Ele critica o papel do PT, que, em sua visão, aceitou ser uma espécie de ‘docinho’ para os pobres, em vez de promover uma verdadeira transformação social. A elite paulista, que se considera a verdadeira detentora do poder, utiliza sua influência para moldar narrativas e interesses, desde movimentos políticos até relações com figuras como Jair Bolsonaro e outros líderes.
Corrupção e a Percepção da Elite
Na análise de Souza, a elite paulista tem conseguido desviar o foco dos problemas estruturais do país, como a desigualdade e a corrupção, que sempre são atribuídos a “outros”. Para ele, essa construção de narrativas tem sido fatal para a esquerda, que caiu na armadilha de defender a moralidade, enquanto ignora as raízes da injustiça social.
“Não será com memes ou piadas que conseguiremos reverter a realidade”, alerta Souza, referindo-se à fragilidade da esquerda, que ainda se esconde sob a luz do carisma de Lula. Ele considera que, embora o ex-presidente tenha uma imagem forte, isso não reflete a real precariedade da esquerda, especialmente apontada nas urnas nos últimos pleitos.

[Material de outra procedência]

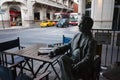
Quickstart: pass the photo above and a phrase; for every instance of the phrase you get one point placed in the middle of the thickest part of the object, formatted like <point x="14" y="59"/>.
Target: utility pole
<point x="1" y="13"/>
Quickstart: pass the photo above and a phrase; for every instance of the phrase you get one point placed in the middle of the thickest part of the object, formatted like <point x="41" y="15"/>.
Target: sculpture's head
<point x="86" y="24"/>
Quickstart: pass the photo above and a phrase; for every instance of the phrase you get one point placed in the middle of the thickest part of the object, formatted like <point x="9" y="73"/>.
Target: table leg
<point x="55" y="71"/>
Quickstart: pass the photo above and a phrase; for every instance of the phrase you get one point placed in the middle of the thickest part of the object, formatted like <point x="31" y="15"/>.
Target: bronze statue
<point x="81" y="52"/>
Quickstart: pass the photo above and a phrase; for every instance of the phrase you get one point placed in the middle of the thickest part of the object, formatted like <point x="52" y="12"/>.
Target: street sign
<point x="103" y="38"/>
<point x="2" y="11"/>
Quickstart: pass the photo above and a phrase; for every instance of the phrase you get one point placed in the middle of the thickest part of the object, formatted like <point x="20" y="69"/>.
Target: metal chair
<point x="6" y="73"/>
<point x="9" y="45"/>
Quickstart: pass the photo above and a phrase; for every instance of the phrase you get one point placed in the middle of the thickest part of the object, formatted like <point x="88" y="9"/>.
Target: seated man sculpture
<point x="80" y="57"/>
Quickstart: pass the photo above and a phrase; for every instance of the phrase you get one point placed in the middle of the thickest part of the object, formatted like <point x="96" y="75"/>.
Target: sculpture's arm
<point x="87" y="60"/>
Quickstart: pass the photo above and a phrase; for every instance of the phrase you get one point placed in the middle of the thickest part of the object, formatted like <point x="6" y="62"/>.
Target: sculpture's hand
<point x="51" y="54"/>
<point x="75" y="68"/>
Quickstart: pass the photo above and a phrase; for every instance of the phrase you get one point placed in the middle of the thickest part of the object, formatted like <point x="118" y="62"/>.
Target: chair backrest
<point x="5" y="73"/>
<point x="10" y="44"/>
<point x="66" y="39"/>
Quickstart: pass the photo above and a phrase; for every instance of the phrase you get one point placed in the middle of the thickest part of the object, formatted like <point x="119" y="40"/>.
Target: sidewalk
<point x="14" y="28"/>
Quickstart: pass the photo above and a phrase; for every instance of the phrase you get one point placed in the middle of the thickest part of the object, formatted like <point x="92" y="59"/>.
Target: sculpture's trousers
<point x="66" y="68"/>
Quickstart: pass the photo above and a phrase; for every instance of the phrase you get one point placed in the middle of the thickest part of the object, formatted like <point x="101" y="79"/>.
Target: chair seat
<point x="16" y="59"/>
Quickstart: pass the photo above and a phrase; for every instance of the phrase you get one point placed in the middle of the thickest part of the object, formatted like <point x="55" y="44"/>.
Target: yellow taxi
<point x="46" y="23"/>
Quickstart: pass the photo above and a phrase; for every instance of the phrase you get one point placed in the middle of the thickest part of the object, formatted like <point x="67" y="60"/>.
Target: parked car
<point x="46" y="23"/>
<point x="63" y="23"/>
<point x="73" y="22"/>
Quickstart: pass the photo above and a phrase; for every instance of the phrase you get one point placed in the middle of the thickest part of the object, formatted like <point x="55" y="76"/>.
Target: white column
<point x="81" y="9"/>
<point x="102" y="13"/>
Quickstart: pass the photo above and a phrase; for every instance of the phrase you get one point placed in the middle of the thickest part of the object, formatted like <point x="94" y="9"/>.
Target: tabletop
<point x="32" y="52"/>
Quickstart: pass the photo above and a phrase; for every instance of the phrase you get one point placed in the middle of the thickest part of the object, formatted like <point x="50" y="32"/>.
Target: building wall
<point x="27" y="10"/>
<point x="101" y="12"/>
<point x="75" y="7"/>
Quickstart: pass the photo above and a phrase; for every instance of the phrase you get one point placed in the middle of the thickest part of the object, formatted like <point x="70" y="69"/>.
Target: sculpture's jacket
<point x="79" y="57"/>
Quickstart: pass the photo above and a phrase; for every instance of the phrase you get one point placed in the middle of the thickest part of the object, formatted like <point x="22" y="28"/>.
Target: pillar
<point x="102" y="13"/>
<point x="81" y="9"/>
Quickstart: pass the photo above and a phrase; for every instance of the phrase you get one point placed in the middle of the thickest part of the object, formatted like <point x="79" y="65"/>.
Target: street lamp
<point x="1" y="13"/>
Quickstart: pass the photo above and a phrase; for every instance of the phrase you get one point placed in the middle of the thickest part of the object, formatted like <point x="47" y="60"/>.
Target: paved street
<point x="47" y="35"/>
<point x="29" y="36"/>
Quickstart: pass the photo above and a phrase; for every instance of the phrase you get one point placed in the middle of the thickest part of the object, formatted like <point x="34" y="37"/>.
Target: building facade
<point x="28" y="12"/>
<point x="105" y="13"/>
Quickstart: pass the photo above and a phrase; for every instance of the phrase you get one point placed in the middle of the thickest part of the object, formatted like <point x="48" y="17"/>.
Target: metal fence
<point x="110" y="41"/>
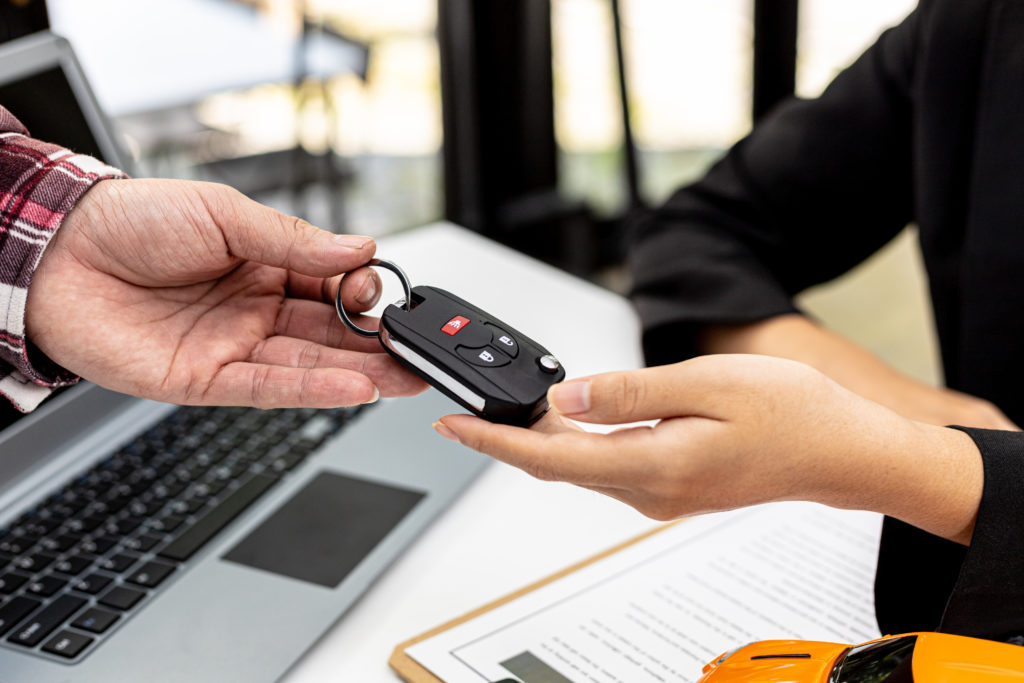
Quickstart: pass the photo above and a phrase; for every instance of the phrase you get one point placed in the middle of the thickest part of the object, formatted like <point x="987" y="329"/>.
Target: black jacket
<point x="926" y="127"/>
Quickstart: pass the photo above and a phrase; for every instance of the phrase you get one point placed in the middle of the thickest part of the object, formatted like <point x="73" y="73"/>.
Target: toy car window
<point x="883" y="662"/>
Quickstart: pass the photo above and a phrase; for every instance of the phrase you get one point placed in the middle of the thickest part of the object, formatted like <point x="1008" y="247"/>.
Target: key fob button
<point x="486" y="356"/>
<point x="549" y="364"/>
<point x="455" y="326"/>
<point x="504" y="340"/>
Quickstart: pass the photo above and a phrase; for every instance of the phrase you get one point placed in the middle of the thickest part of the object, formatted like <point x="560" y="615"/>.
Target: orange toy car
<point x="911" y="657"/>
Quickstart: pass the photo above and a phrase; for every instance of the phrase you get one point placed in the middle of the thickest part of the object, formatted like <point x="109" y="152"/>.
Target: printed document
<point x="659" y="609"/>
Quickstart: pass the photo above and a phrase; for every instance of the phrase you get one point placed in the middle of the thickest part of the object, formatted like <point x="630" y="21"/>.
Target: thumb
<point x="623" y="396"/>
<point x="257" y="232"/>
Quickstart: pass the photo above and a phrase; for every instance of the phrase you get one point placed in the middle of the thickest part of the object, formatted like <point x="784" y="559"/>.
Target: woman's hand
<point x="738" y="430"/>
<point x="190" y="293"/>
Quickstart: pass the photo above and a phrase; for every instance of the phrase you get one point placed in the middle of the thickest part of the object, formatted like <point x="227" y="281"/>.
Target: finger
<point x="389" y="377"/>
<point x="257" y="232"/>
<point x="560" y="455"/>
<point x="651" y="393"/>
<point x="274" y="386"/>
<point x="361" y="290"/>
<point x="318" y="323"/>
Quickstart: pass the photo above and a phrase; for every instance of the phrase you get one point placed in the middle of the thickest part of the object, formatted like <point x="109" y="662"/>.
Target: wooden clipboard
<point x="411" y="671"/>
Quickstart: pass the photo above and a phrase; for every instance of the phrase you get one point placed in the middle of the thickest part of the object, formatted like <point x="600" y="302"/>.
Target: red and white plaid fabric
<point x="39" y="184"/>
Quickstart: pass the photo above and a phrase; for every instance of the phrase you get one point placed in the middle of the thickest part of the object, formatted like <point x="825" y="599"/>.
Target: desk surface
<point x="508" y="529"/>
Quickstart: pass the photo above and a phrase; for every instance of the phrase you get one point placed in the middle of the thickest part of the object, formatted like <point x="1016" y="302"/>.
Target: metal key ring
<point x="343" y="314"/>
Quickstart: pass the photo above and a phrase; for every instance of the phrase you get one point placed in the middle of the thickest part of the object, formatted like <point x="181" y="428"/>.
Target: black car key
<point x="474" y="358"/>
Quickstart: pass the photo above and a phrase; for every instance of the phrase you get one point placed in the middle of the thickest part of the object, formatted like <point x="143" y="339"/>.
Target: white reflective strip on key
<point x="431" y="370"/>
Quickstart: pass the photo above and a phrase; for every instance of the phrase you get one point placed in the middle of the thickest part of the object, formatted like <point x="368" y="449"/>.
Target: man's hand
<point x="737" y="430"/>
<point x="190" y="293"/>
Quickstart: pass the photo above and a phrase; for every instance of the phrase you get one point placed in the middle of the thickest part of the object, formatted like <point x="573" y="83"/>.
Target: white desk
<point x="508" y="529"/>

A Questão da Soberania e Justiça Tributária
A respeito das futuras eleições, Souza acredita que a verdade sobre a soberania nacional e a justiça tributária deve ser central na narrativa da esquerda. “Esses conceitos têm o potencial de reviver ideias que foram mal aprofundadas”, diz. Ele argumenta que é fundamental que o eleitor de baixa renda se sinta protagonista das discussões, e não apenas um espectador.

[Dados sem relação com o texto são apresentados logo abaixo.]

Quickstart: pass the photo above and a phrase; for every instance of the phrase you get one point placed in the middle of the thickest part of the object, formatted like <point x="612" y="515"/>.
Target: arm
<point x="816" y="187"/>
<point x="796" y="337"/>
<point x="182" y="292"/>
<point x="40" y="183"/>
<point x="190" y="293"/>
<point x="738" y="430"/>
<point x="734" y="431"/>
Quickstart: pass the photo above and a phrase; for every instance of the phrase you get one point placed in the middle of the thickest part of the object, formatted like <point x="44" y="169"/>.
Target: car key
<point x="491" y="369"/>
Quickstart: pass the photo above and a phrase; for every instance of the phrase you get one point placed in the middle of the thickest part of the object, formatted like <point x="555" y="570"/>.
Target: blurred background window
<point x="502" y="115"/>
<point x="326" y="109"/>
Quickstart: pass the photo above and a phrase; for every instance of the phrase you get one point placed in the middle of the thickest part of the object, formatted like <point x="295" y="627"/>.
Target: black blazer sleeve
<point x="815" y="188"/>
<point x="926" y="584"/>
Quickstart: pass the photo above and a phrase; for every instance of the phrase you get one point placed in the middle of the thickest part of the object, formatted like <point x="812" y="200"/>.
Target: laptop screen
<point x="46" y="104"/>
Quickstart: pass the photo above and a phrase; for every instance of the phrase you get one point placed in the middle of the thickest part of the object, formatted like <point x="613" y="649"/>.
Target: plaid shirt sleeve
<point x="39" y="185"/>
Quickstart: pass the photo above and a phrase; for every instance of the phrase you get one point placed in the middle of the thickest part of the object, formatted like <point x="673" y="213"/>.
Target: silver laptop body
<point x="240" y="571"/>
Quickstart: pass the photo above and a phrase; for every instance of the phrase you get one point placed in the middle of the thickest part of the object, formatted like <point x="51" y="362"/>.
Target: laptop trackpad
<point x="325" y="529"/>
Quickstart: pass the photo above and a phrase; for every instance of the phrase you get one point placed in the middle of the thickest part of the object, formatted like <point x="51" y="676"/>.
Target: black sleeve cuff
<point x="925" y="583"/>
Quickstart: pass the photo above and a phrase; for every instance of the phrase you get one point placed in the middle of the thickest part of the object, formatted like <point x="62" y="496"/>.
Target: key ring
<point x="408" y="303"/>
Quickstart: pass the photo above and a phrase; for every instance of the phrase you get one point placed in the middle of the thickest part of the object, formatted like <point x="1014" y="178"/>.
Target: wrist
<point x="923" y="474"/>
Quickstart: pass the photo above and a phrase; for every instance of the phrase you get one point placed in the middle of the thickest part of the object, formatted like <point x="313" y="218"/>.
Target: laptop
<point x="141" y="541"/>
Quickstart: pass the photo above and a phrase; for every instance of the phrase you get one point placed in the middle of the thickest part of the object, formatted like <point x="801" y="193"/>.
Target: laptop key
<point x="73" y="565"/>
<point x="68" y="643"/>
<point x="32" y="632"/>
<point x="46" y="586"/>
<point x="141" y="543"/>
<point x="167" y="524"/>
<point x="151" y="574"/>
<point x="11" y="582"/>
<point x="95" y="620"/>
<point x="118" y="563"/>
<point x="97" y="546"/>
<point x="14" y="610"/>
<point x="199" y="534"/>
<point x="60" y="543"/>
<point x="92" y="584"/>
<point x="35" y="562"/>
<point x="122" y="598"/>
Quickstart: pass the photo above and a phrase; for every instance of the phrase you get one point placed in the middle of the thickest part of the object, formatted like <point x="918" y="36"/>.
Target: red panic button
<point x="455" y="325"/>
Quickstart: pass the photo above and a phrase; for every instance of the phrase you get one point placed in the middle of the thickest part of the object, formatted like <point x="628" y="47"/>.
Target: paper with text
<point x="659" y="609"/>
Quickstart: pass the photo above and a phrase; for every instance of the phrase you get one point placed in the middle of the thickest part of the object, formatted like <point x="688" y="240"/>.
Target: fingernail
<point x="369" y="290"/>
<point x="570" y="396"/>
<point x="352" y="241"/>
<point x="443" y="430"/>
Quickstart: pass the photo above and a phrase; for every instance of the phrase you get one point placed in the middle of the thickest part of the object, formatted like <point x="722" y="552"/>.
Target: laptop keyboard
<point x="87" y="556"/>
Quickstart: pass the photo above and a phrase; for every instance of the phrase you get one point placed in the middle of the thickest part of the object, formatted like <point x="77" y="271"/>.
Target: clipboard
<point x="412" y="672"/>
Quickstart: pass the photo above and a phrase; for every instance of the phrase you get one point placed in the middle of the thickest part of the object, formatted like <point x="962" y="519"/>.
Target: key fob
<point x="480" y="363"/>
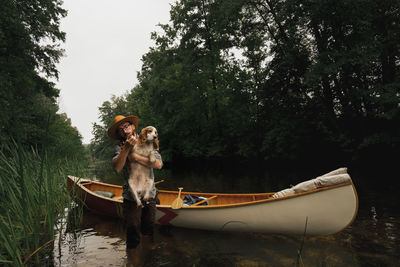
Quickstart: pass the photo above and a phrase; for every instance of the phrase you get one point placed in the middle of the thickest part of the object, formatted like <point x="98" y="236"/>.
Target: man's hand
<point x="130" y="142"/>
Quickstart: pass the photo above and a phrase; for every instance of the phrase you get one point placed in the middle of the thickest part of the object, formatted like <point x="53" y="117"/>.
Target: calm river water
<point x="372" y="240"/>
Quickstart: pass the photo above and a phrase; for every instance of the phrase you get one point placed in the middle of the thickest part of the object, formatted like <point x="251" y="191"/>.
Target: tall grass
<point x="33" y="197"/>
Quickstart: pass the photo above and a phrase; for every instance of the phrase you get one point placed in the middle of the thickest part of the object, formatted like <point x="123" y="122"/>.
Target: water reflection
<point x="372" y="240"/>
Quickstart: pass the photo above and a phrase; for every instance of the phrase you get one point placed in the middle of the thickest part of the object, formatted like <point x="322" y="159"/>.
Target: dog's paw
<point x="152" y="157"/>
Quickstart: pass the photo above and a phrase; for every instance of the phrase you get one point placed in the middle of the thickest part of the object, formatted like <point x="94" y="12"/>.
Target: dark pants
<point x="138" y="220"/>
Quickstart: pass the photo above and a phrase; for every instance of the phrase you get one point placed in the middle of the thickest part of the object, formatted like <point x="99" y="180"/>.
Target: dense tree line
<point x="29" y="50"/>
<point x="270" y="80"/>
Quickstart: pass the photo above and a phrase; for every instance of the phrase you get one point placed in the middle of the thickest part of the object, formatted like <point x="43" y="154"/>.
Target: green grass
<point x="33" y="197"/>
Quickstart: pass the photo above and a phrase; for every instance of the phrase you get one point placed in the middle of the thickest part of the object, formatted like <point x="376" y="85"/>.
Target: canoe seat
<point x="104" y="193"/>
<point x="204" y="200"/>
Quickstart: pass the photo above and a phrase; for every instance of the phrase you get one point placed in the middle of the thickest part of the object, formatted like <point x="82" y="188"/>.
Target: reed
<point x="33" y="200"/>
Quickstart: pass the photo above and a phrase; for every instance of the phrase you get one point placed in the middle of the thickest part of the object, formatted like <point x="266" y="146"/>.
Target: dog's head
<point x="149" y="134"/>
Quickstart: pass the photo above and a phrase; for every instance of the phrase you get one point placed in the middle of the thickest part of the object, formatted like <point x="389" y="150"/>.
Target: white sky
<point x="104" y="45"/>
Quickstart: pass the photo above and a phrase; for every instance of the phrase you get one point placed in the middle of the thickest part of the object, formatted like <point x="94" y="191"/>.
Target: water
<point x="372" y="240"/>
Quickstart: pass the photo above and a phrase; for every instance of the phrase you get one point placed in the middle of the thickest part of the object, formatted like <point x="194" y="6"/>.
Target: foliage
<point x="270" y="80"/>
<point x="34" y="187"/>
<point x="29" y="50"/>
<point x="38" y="146"/>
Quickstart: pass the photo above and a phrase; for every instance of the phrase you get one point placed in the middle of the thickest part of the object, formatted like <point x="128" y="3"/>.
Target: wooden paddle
<point x="178" y="202"/>
<point x="159" y="182"/>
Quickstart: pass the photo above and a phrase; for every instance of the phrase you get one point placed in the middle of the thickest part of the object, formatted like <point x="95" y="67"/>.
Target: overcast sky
<point x="104" y="45"/>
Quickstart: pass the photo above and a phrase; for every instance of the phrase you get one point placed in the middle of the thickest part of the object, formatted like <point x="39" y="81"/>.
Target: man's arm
<point x="157" y="164"/>
<point x="120" y="159"/>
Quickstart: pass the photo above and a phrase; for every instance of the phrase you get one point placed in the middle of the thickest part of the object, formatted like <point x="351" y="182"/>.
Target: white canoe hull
<point x="320" y="212"/>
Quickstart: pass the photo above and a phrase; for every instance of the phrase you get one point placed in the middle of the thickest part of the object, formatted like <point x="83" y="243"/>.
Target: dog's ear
<point x="142" y="136"/>
<point x="156" y="145"/>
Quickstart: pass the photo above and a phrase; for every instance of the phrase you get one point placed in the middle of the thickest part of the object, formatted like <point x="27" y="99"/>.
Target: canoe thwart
<point x="204" y="200"/>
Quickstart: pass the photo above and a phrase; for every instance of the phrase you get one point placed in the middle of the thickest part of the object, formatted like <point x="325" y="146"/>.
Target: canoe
<point x="321" y="211"/>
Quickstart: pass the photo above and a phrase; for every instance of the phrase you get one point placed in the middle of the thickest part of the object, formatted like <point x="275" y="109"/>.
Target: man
<point x="138" y="219"/>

Souza também destaca que a segurança pública será um dos temas mais desafiadores para a esquerda, que deverá equilibrar a defesa dos direitos humanos com a necessidade de garantir a segurança da população. Ao mesmo tempo, ele aponta que a esquerda precisa trabalhar para aumentar a confiança das pessoas nas instituições, incluindo a polícia e o sistema judiciário.
Como Ampliar a Base Eleitoral da Esquerda?

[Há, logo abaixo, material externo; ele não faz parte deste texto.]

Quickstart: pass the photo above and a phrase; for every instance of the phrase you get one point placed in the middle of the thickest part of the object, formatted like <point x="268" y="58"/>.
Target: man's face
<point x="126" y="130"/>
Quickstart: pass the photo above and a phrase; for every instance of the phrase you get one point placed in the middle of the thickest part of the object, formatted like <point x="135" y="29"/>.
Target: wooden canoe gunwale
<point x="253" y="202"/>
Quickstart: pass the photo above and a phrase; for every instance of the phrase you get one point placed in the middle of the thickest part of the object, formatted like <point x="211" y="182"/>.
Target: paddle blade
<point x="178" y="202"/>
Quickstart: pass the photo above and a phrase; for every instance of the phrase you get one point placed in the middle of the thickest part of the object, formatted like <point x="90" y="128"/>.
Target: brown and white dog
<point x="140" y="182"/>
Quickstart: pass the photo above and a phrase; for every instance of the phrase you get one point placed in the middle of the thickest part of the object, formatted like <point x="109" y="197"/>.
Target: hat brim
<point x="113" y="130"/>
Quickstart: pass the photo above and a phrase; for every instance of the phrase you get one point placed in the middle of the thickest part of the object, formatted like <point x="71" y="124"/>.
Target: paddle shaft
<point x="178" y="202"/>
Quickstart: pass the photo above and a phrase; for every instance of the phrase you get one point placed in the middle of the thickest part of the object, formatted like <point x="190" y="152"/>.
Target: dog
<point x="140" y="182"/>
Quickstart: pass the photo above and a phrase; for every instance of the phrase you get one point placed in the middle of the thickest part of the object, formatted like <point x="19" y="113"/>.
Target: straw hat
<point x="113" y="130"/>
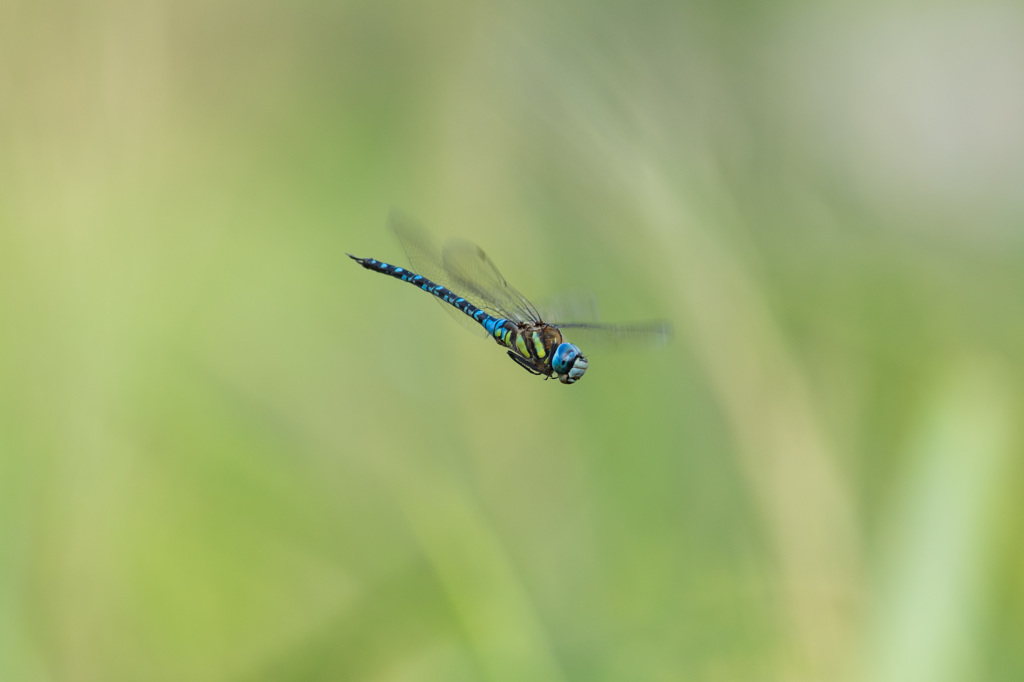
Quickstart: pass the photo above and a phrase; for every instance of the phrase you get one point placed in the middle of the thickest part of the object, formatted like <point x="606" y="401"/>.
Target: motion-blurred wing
<point x="426" y="260"/>
<point x="599" y="336"/>
<point x="476" y="278"/>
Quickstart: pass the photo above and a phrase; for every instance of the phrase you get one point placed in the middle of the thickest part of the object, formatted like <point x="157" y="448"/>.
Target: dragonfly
<point x="466" y="282"/>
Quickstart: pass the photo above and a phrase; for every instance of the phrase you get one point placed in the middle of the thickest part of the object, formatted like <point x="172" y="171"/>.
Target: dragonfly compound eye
<point x="565" y="358"/>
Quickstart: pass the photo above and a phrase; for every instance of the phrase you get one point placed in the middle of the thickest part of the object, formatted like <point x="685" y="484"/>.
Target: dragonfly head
<point x="568" y="364"/>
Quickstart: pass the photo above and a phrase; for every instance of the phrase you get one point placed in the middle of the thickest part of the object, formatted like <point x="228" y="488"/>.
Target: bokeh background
<point x="227" y="453"/>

Um dos grandes desafios, segundo Souza, é que a esquerda deve ser capaz de identificar e denunciar os verdadeiros inimigos que empobrecem a população. Caso contrário, corre o risco de se tornar um segmento político representando apenas grupos identitários. “É preciso unir a herança escravocrata ao imperialismo, e utilizar as experiências internacionais como estratégia para a ressurreição da esquerda”, sugere.
Em um cenário onde o bolsonarismo ainda persiste, mesmo com o ex-presidente Jair Bolsonaro (PL) enfrentando problemas legais, Souza observa que o voto do pobre de direita ainda é um campo de disputa. “Lula é visto como a esperança, mas isso não é suficiente para conquistar os eleitores que se identificam com a direita”, pondera. Para ele, a esquerda deve se esforçar em esclarecer e transformar essas percepções.
Amazônia e Protagonismo Ambiental
Por fim, ele comenta sobre a importância da Amazônia na nova narrativa da esquerda. O sociólogo defende que é crucial valorizar os amazônidas como agentes de mudança, capazes de provocar uma conscientização global sobre a urgência da proteção da floresta e de sua população. “Não adianta criticar a destruição se não estivermos dispostos a ir até lá e oferecer uma alternativa de verdade”, conclui Souza, que enfatiza a necessidade de um trabalho profundo e estratégico para que a esquerda possa se reencontrar com suas bases e conquistar novos espaços.